As of 2001 India census, Gajapathinagaram had a population of 5,282. Males constitute 48% of the population and females 52%. Gajapathinagaram has an average literacy rate of 60%, higher than the national average of 59.5%: male literacy is 67%, and female literacy is 53%. In Gajapathinagaram, 11% of the population is under 6 years of age.

Gajapathinagaram mandal had a population of 56,054 in 2001. Males constitute 27,770 and females 28,284 of the population.
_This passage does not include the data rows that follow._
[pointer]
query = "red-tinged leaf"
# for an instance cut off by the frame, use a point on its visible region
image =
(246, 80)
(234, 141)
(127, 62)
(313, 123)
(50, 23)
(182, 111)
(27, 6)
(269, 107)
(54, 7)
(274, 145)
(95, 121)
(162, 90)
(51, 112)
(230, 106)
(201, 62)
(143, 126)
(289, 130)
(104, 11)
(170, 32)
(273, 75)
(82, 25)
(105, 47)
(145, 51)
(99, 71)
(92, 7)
The average literacy rate of the mandal population is 45%. Male literacy rate is 56% and that of females 34%.

There are 35 revenue villages and 28 panchayats in this mandal.

==Legislative Assembly==
List of Members of Legislative Assembly:
- 1955 - Kusuma Gajapathi Raju and Gantyana Suryanarayana
- 1962 -Taddi sanyasinaidu and
- 1967 and 1972 - Penumatsa Sambasiva Raju
- 1978 and 1985 - Vangapandu Narayanappala Naidu
- 1983 - Jampana Satyanarayana Raju
- 1999 - Thadi Sanyasi Appala Naidu
- 1989, 1994 and 2004 - Padala Aruna
- 2009 - Botcha Appala Narasaiah
- 2014 - K A NAIDU
- 2019 - Botcha Appala Narasaiah
- 2024 - Kondapalli Srinivas

==Education==
The primary and secondary school education is imparted by government, aided and private schools, under the School Education Department of the state. The medium of instruction followed by different schools are English, Telugu.